[mpiwg-sessions] MPICH/hydra happier with Dan's test cases (kind of)

HOLMES Daniel d.holmes at epcc.ed.ac.uk
Mon Sep 17 10:42:33 CDT 2018


Hi Howard, et al,

Howard: thanks for checking this on MPICH. Looks like we need a cross-mpirun example code - we could work on that this week.

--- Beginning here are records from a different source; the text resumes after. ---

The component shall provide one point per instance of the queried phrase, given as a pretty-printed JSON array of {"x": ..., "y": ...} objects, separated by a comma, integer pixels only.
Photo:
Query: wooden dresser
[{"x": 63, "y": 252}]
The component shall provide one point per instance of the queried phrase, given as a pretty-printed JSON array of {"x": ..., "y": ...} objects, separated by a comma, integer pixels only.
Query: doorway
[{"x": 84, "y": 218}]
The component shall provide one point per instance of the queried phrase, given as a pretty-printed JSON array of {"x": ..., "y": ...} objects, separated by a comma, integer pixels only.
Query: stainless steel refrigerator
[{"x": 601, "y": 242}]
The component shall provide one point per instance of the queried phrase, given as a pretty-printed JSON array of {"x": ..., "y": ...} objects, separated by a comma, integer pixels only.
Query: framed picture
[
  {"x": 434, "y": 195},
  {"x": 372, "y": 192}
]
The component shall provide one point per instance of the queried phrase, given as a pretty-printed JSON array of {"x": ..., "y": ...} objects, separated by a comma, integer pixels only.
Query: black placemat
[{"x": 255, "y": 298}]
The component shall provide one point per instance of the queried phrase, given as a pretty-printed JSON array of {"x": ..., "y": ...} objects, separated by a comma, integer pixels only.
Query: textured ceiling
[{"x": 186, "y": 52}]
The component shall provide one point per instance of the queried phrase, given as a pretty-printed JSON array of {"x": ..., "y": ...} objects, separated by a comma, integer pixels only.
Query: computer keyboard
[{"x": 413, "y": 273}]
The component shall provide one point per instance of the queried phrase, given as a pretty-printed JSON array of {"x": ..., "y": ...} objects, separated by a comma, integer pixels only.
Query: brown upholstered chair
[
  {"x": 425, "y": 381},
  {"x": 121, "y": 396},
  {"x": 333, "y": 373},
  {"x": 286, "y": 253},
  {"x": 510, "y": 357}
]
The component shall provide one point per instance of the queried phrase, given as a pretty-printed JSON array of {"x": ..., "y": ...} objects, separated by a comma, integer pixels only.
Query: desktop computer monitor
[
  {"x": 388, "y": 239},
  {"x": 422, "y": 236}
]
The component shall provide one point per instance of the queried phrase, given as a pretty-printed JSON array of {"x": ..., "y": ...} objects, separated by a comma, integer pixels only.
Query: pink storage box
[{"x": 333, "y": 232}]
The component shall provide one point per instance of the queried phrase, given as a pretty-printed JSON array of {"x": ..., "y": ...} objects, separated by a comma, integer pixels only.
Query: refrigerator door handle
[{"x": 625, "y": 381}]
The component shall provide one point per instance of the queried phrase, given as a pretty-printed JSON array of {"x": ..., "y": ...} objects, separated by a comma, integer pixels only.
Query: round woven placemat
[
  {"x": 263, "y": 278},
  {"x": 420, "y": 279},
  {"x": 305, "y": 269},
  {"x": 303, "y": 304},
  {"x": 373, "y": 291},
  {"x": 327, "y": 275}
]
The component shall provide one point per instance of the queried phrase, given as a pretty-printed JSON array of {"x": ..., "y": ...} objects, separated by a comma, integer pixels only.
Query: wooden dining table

All: *reminder* no telecon today - we’ll meet up during the MPI Forum in a couple of days.

Cheers,
Dan.
—
Dr Daniel Holmes PhD
Applications Consultant in HPC Research
d.holmes at epcc.ed.ac.uk<mailto:d.holmes at epcc.ed.ac.uk>
Phone: +44 (0) 131 651 3465
Mobile: +44 (0) 7940 524 088
Address: Room 2.09, Bayes Centre, 47 Potterrow, Central Area, Edinburgh, EH8 9BT
—
The University of Edinburgh is a charitable body, registered in Scotland, with registration number SC005336.
—

On 17 Sep 2018, at 05:39, Pritchard Jr., Howard via mpiwg-sessions <mpiwg-sessions at lists.mpi-forum.org<mailto:mpiwg-sessions at lists.mpi-forum.org>> wrote:

Hi Folks,

I made some minor corrections to the two problem test cases and they now work
with mpich.  I opened a PR and assigned Dan as the reviewer.

Howard

--
Howard Pritchard
B Schedule
HPC-ENV
Office 9, 2nd floor Research Park
TA-03, Building 4200, Room 203
Los Alamos National Laboratory


From: mpiwg-sessions <mpiwg-sessions-bounces at lists.mpi-forum.org<mailto:mpiwg-sessions-bounces at lists.mpi-forum.org>> on behalf of MPI Sessions working group <mpiwg-sessions at lists.mpi-forum.org<mailto:mpiwg-sessions at lists.mpi-forum.org>>
Reply-To: MPI Sessions working group <mpiwg-sessions at lists.mpi-forum.org<mailto:mpiwg-sessions at lists.mpi-forum.org>>
Date: Sunday, September 16, 2018 at 10:10 PM
To: MPI Sessions working group <mpiwg-sessions at lists.mpi-forum.org<mailto:mpiwg-sessions at lists.mpi-forum.org>>
Cc: Howard Pritchard <howardp at lanl.gov<mailto:howardp at lanl.gov>>
Subject: [mpiwg-sessions] MPICH/hydra happier with Dan's test cases (kind of)

HI Folks,

MPICH/hydra is happy with libCFG_noMCW, even with all the sleeps
removed. I ran up to 36 ranks with hydra/mpich and didn’t see a problem.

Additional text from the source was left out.